General Motors (GM) has recently announced a significant shift in its strategy concerning autonomous vehicle (AV) development, particularly regarding its driverless taxi subsidiary, Cruise. On 10 December 2024, GM revealed that it will discontinue funding for the robotaxi initiatives at Cruise, pivoting instead towards enhancing partially automated driving systems, particularly its existing SuperCruise technology.

Founded in 2016 after GM acquired the Silicon Valley start-up, Cruise Automation, the aim was to remain competitive in the burgeoning AV sector, where various tech giants such as Alphabet, Apple, and Uber were vying for dominance. At the genesis of this endeavour, GM envisioned Cruise as a pivotal player in the rollout of a profitable fleet of robotaxis. Under GM, Cruise operated as an independent entity within the company’s Autonomous Vehicle Development Team.

The decision to cut funding was conveyed in a statement wherein GM articulated its intent to realign its autonomous driving strategy by focusing on the development of advanced driver assistance systems (ADAS) rather than fully autonomous taxi services. In conjunction with this pivot, GM indicated plans to leverage the advancements made through SuperCruise, a hands-off, eyes-on driving feature currently available in over 20 GM vehicle models, recording more than 10 million miles driven per month.

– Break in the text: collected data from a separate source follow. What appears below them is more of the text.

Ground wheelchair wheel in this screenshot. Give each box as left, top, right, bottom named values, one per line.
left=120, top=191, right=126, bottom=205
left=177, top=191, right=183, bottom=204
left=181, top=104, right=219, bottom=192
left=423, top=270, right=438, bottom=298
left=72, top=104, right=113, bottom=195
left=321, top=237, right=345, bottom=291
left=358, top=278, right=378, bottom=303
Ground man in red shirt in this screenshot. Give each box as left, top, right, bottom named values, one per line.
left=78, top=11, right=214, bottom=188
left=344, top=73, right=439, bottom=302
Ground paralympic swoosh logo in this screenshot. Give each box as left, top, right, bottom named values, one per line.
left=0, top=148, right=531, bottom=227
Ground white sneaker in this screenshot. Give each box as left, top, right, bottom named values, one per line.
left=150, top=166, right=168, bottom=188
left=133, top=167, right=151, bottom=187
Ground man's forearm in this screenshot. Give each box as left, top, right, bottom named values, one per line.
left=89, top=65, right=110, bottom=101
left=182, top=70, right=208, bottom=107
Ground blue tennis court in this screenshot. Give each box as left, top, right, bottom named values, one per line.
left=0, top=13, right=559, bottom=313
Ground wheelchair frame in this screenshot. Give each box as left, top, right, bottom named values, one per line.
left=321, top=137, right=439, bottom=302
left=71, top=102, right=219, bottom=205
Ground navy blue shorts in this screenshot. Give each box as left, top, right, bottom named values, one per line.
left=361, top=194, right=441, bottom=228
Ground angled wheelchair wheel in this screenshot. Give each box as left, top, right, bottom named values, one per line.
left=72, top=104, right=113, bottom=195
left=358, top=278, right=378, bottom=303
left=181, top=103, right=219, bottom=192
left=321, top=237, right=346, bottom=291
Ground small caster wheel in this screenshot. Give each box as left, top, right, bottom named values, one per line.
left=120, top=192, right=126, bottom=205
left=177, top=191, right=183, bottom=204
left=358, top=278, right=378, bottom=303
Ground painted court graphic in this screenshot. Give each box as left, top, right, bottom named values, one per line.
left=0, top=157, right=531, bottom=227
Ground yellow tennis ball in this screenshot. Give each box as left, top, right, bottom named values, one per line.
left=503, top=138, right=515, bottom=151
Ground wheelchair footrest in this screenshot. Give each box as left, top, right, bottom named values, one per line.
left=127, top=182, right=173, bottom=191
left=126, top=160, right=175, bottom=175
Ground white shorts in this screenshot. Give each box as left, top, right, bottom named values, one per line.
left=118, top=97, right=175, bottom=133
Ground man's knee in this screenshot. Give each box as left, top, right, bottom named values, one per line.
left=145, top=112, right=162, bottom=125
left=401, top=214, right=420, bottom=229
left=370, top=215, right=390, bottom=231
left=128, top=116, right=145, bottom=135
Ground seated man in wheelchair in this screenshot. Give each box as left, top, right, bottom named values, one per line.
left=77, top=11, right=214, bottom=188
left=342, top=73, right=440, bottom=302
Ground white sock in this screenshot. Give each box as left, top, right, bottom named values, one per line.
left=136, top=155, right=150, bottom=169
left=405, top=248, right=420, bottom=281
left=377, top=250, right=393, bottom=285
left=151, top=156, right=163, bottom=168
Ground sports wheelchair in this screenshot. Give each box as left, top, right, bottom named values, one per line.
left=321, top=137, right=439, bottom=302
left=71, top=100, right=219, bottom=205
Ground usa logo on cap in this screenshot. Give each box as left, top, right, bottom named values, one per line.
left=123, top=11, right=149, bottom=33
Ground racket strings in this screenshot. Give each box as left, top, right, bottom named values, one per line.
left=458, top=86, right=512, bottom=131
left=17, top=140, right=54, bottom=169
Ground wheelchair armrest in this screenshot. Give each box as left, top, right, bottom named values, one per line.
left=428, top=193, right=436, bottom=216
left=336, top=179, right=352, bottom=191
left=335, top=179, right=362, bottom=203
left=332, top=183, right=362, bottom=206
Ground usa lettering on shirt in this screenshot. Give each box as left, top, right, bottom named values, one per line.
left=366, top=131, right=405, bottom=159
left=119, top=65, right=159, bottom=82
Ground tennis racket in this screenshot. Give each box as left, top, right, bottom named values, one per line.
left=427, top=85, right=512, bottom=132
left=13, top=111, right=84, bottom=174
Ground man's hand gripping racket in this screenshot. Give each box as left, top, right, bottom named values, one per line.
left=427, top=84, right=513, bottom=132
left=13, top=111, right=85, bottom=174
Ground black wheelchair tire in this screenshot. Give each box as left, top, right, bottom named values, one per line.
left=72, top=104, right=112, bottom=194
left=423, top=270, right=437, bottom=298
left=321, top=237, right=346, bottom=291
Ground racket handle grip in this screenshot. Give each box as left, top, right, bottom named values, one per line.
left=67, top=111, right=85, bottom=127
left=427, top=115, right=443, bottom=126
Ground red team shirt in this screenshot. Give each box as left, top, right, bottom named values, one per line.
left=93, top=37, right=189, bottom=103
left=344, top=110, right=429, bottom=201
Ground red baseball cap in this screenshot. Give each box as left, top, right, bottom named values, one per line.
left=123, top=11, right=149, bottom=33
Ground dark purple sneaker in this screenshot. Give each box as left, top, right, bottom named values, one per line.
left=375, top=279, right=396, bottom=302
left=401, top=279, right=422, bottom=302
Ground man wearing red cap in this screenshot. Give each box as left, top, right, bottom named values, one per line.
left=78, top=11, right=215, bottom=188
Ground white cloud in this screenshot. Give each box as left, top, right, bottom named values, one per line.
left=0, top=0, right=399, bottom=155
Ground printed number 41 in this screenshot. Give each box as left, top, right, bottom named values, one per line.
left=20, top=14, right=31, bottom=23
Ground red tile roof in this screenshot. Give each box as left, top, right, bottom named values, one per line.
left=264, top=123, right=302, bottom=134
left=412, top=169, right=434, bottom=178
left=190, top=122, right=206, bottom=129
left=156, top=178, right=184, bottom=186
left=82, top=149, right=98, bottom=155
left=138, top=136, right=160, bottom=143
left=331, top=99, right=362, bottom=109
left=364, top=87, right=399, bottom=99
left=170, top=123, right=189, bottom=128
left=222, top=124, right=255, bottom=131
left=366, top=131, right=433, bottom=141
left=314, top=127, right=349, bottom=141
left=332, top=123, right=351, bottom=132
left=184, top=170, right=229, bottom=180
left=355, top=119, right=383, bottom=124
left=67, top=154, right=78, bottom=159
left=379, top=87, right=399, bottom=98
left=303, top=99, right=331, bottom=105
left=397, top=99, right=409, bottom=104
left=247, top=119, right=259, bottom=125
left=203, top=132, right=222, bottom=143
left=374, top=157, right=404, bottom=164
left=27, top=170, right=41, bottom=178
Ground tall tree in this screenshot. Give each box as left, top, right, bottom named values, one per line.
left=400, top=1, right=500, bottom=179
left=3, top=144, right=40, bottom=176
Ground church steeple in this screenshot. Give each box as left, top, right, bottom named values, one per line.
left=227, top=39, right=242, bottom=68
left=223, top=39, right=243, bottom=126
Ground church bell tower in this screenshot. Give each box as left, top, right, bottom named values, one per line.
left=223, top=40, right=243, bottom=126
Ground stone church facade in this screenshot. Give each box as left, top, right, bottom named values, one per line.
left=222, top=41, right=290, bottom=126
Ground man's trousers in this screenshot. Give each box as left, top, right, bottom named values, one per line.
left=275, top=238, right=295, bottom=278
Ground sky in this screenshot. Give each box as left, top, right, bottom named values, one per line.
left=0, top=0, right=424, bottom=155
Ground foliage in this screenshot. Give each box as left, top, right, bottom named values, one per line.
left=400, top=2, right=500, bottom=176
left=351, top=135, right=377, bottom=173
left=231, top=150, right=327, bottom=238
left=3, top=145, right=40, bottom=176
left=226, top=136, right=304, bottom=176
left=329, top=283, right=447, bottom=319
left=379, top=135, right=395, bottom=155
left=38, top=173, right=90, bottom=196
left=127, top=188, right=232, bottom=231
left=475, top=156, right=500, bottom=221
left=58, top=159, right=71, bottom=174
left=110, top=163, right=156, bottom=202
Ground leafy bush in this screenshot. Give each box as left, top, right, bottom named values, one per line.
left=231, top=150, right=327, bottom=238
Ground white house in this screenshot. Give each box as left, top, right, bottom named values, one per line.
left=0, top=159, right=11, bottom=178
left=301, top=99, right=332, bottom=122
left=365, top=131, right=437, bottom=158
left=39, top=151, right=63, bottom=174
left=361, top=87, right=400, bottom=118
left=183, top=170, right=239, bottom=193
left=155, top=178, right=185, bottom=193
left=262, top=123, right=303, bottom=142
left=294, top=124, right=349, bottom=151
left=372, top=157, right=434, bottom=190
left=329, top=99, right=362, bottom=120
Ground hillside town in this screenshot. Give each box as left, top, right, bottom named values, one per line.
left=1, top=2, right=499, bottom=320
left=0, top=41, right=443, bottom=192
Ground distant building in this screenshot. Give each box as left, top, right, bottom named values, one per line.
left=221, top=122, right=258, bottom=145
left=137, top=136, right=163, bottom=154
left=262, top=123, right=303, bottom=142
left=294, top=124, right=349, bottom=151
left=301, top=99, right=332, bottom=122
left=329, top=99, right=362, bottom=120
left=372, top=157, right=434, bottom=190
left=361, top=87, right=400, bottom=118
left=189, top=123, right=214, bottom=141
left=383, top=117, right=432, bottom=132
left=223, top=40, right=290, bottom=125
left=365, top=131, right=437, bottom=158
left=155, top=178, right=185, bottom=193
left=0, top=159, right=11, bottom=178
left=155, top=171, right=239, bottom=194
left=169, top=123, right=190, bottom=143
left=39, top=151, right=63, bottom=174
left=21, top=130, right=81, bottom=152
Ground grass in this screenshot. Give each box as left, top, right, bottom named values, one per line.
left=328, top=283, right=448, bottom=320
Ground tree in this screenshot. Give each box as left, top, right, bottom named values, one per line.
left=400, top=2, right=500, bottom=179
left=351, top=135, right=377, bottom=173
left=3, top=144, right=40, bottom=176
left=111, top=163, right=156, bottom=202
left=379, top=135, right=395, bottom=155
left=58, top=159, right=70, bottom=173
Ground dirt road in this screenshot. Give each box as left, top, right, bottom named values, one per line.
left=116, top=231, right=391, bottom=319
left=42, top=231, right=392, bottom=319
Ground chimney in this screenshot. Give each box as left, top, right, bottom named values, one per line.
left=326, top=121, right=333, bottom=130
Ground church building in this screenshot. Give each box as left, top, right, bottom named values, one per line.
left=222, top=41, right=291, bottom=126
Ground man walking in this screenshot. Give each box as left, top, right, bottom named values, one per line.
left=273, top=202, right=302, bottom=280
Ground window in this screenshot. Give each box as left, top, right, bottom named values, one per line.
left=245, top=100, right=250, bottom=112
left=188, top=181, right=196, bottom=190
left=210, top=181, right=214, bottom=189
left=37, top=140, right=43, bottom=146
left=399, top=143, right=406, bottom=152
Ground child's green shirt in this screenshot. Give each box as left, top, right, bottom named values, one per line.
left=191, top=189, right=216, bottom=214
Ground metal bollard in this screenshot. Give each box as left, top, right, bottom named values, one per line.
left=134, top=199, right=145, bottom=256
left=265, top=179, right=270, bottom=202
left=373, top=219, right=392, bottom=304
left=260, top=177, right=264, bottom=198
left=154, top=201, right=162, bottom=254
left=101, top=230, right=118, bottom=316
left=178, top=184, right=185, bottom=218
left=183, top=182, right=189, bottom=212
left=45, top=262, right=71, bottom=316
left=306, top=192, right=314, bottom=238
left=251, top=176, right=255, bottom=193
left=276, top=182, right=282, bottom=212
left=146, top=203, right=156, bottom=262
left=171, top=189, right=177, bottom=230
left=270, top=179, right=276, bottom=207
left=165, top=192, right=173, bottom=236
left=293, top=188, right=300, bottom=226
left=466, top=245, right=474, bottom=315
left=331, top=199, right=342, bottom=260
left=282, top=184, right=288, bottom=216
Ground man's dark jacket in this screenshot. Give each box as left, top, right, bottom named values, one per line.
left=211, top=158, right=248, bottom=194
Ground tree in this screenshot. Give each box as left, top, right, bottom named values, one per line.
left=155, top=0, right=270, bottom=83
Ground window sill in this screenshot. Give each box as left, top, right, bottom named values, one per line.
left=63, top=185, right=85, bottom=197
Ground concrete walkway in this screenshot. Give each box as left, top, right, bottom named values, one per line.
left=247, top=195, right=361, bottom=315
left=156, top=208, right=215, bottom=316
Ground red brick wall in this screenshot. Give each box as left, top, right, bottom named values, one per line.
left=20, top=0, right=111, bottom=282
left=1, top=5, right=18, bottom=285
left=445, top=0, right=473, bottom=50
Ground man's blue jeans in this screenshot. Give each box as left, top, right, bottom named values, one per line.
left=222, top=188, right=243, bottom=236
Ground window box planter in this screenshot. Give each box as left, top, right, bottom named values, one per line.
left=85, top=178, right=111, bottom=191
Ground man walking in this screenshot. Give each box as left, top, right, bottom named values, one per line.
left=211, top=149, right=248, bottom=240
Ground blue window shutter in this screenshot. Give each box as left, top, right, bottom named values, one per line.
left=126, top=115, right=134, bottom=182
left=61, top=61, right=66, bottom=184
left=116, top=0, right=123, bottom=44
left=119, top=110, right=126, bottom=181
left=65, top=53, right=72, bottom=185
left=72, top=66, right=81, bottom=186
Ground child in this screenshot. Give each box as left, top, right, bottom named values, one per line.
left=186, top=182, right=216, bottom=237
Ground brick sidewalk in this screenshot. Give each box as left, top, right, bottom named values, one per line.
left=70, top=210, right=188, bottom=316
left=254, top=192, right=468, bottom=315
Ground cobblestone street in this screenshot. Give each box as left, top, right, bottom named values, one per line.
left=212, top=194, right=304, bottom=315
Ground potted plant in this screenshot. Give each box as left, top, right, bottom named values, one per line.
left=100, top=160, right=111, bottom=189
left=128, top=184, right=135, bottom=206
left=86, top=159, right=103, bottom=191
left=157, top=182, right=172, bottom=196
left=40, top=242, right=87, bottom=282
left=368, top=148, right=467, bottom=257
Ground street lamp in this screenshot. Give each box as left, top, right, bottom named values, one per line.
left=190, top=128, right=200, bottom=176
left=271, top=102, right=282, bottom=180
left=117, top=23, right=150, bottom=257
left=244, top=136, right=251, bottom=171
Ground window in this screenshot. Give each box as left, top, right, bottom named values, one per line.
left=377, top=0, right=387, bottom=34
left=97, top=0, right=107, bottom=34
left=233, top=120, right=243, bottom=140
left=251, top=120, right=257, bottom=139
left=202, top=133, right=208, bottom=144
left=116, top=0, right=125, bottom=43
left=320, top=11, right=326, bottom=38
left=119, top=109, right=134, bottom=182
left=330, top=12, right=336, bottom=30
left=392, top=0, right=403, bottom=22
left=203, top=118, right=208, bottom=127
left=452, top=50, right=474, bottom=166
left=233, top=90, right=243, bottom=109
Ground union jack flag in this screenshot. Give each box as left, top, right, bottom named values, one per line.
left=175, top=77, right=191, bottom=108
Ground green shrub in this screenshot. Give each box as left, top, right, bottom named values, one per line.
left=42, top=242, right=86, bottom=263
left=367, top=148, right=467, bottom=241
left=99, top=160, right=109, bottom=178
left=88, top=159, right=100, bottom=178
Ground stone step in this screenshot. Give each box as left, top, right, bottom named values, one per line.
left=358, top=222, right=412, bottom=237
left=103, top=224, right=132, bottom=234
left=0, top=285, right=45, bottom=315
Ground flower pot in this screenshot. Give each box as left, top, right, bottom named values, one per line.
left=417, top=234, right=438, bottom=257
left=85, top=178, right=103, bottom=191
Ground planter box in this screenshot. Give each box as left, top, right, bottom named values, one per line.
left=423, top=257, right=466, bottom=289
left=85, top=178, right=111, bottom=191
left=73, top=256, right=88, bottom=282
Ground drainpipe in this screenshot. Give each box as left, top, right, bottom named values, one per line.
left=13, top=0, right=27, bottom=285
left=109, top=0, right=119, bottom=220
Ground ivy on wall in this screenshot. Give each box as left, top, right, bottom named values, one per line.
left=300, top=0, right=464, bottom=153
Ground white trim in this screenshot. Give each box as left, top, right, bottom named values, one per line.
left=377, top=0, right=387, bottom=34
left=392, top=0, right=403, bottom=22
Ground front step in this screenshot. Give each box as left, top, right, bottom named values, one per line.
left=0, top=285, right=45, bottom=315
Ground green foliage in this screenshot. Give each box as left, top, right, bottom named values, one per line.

Mary Barra, chair and CEO of GM, stated, “GM is committed to delivering the best driving experiences to our customers in a disciplined and capital efficient manner.” She underscored the role of Cruise as an “early innovator in autonomy,” while expressing optimism that the integration of GM’s resources and Cruise’s technical expertise would further propel the vision for future transportation solutions.

Adding to this sentiment, Dave Richardson, senior vice president of software and services engineering, remarked, “As the largest U.S. automotive manufacturer, we’re fully committed to autonomous driving and excited to bring GM customers its benefits – things like enhanced safety, improved traffic flow, increased accessibility, and reduced driver stress.”

Moving forward, GM, which currently owns about 90% of Cruise, has plans to increase this stake to over 97% through agreements with other shareholders and aims to reacquire all outstanding shares. Following the successful purchase of these shares and pending board approval from Cruise, the company is set to collaborate closely with the Cruise leadership team to restructure and refocus its operations effectively.

This strategic divergence reflects the broader industry trends where companies are increasingly recognising the challenges and complexities associated with scaling fully autonomous vehicle services in a competitive market, thus turning attention towards alternatives that can enhance driving experiences in a more immediate timeframe.